13.10  Compliance with Section 162(m)

If any provision of the Plan would cause the Awards granted to a Covered 
Person not to constitute qualified Performance- Based Compensation under 
Section 162(m) of the Code, that provision, insofar as it pertains to the 
Covered Person, shall be severed from, and shall be deemed not to be a part 
of, this Plan, but the other provisions hereof shall remain in full force 
and effect.
<PAGE>
                                                                <PAGE> 31

                                                             Exhibit (10) I.


                  EASTMAN KODAK COMPANY BOARD OF DIRECTORS
              EXECUTIVE COMPENSATION AND DEVELOPMENT COMMITTEE

                             February 13, 1997


       RESOLVED: That Section 19.1 of the Eastman Kodak Company 1995 Omnibus 
Long-Term Compensation Plan is hereby amended to read as follows:

19.1   Nonassignability

       (a). In General.  Except as otherwise determined by the Committee or 
            as otherwise provided in Subsection (b) below, no Awards or any 
            other payment under the Plan shall be subject to any manner to 
            alienation, anticipation, sale, transfer (except by will or the 
            laws of descent and distribution), assignment, pledge, or 
            encumbrance, nor shall any Award be payable to or exercisable by 
            anyone other than the Participant to whom it was granted.

       (b). Nonqualified Stock Options.  The Committee shall have the 
            discretionary authority to grant Awards of nonqualified stock 
            options or amend outstanding Awards of nonqualified stock 
            options to provide that they be transferable, subject to such 
            terms and conditions as the Committee shall establish.  In 
            addition to any such terms and conditions, the following terms 
            and conditions shall apply to all transfers of nonqualified 
            stock options:

            1.   Permissible Transferors.  The only Participants permitted 
                 to transfer their nonqualified stock options are those 
                 Participants who are corporate officers of Kodak on the 
                 date of the transfer of their nonqualified stock option.

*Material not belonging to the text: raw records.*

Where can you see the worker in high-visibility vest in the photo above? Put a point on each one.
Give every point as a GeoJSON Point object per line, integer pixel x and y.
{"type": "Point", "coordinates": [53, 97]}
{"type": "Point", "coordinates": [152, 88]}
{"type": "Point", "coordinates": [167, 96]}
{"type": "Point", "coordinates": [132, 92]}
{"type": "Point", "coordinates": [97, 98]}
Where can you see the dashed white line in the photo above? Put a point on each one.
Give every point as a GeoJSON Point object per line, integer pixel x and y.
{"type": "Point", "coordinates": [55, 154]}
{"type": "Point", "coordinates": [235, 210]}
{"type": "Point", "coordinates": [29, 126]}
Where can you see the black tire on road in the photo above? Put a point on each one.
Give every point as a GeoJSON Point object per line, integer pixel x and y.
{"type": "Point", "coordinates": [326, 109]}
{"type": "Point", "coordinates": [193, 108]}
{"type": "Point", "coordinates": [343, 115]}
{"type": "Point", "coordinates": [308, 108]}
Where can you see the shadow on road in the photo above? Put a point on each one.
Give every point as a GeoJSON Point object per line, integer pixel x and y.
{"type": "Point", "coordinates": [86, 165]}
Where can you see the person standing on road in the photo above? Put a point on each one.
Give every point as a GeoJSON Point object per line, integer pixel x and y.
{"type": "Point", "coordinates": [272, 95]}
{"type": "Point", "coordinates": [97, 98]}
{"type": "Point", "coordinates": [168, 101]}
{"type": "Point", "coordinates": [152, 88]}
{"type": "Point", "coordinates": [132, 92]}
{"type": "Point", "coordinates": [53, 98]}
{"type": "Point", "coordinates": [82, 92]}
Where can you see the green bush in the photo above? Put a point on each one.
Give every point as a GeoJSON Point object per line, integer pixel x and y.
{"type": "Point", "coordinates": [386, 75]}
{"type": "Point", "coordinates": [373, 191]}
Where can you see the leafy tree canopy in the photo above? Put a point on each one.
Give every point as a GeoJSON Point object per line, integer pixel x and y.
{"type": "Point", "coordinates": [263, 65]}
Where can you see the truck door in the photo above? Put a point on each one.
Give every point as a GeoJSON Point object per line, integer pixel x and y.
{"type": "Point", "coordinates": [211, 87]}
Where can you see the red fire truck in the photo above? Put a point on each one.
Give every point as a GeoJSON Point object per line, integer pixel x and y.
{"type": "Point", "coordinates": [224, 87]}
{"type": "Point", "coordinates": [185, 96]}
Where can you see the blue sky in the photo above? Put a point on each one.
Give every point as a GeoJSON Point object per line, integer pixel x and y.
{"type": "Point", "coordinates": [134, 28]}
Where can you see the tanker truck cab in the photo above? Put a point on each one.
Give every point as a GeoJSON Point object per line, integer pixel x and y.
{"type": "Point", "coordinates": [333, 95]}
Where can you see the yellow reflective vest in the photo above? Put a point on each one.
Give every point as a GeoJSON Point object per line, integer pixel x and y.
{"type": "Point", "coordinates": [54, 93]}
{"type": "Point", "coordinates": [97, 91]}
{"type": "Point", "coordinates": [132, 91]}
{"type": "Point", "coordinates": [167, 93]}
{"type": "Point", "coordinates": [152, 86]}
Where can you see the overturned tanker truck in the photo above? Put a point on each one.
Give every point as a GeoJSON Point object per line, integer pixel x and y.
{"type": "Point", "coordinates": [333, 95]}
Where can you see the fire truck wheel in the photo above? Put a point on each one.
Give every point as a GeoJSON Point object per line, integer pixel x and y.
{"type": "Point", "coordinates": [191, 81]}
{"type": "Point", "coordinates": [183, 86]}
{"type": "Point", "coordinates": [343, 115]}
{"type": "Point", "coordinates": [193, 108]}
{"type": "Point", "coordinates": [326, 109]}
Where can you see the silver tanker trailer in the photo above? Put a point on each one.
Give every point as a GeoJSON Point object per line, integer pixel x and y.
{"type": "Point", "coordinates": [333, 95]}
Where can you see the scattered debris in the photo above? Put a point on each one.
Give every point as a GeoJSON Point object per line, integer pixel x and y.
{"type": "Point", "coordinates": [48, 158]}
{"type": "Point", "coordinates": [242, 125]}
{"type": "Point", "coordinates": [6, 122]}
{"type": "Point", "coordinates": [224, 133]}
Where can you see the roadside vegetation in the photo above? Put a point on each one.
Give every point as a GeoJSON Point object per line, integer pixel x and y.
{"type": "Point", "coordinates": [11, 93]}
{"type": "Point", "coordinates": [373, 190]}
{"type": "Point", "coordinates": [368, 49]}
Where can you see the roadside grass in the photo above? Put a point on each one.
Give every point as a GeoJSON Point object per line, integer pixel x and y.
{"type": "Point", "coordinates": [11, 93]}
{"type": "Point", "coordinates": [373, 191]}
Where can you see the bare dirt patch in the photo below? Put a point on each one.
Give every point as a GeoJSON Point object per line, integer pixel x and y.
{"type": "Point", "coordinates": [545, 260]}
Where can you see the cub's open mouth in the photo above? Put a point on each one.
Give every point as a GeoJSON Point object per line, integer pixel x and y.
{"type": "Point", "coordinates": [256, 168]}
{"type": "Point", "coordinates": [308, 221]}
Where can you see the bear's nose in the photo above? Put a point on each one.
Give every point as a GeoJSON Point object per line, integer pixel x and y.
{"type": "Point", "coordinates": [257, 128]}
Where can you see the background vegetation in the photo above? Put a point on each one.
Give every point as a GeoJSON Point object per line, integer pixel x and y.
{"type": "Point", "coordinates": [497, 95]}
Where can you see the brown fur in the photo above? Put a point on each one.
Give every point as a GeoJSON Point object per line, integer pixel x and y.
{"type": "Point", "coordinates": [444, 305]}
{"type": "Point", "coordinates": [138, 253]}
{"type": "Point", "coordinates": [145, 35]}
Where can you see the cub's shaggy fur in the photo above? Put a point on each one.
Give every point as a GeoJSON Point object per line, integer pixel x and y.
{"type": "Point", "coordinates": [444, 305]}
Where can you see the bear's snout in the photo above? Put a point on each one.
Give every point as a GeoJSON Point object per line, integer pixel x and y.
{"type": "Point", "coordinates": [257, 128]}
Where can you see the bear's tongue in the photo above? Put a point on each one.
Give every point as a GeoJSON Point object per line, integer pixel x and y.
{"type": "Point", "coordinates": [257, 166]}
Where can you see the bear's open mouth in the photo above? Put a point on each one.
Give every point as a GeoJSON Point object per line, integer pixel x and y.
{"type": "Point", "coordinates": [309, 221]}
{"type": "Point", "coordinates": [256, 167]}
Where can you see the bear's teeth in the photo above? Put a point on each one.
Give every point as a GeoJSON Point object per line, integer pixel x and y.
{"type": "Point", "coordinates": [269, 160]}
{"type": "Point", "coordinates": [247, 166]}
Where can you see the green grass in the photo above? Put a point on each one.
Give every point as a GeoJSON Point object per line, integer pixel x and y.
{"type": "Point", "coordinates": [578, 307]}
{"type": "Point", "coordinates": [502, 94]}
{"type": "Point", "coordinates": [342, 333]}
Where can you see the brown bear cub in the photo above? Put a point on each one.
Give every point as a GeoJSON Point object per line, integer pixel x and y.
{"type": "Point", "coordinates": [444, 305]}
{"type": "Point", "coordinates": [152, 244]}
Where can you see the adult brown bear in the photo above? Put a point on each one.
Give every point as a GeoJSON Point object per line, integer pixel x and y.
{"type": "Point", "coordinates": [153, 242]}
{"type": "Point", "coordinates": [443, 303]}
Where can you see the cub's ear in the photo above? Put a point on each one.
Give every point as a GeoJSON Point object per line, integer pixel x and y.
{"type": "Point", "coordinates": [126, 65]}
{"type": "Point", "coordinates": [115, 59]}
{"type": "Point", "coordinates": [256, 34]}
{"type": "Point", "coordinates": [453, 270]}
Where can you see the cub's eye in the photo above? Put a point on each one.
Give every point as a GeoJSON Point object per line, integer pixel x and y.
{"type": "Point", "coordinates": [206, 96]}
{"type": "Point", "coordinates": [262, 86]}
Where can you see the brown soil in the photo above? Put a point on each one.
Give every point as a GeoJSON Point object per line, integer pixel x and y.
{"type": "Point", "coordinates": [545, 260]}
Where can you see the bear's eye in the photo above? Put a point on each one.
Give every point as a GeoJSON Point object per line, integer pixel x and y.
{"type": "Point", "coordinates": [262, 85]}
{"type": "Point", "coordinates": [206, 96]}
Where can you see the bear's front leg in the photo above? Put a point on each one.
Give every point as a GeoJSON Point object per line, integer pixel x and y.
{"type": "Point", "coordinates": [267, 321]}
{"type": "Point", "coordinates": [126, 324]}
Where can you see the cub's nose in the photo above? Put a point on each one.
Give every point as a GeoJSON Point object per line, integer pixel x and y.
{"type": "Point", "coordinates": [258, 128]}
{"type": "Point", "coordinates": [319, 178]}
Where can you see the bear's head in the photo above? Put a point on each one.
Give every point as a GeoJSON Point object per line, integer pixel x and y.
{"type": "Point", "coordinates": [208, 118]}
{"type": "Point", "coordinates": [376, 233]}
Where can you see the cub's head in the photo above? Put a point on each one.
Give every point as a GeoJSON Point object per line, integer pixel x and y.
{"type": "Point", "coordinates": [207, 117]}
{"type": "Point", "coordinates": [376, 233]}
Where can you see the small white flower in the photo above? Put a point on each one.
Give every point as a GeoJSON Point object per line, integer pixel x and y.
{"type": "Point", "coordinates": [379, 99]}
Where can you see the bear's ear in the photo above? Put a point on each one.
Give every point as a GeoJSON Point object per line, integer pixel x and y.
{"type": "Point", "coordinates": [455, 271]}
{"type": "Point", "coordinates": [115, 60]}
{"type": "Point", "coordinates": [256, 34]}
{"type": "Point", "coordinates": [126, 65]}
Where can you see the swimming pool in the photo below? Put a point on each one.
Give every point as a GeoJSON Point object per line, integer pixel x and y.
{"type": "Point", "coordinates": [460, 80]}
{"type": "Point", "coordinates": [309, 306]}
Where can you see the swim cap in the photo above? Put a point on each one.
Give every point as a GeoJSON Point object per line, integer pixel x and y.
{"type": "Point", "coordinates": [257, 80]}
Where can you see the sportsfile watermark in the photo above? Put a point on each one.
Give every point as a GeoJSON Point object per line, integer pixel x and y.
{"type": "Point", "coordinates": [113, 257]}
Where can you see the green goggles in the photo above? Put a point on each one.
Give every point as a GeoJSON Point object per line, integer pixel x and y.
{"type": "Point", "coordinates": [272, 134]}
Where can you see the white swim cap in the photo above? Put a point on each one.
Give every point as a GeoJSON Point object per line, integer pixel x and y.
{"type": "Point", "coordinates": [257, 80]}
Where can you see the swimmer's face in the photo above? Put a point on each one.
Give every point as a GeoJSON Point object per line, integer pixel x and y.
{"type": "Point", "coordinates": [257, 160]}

            2.   Permissible Transferees.  Transfers shall only be permitted 
                 to: (i) the Participant's "Immediate Family Members," as 
                 that term is defined in Subsection (b)(9) below; (ii) a 
                 trust or trusts for the exclusive benefit of such Immediate 
                 Family Members; or (iii) a family partnership or family 
                 limited partnership in which such Immediate Family Members 
                 are the only partners.

            3.   No Consideration.  All transfers shall be made for no 
                 consideration.

            4.   Subsequent Transfers.  Once a Participant transfers a 
                 nonqualified stock option, any subsequent transfer of such 
                 transferred option shall, notwithstanding Section 
                 19.1(b)(1) to the contrary, be permitted provided, however, 
                 such subsequent transfer complies with all of the terms and 
                 conditions of this Section 19.1, with the exception of 
                 Section 19.1(b)(1).

            5.   Transfer Agent.  In order for a transfer to be effective, 
                 the Committee's designated transfer agent must be used to 
                 effectuate the transfer.  The costs of such transfer agent 
                 shall be borne solely by the transferor.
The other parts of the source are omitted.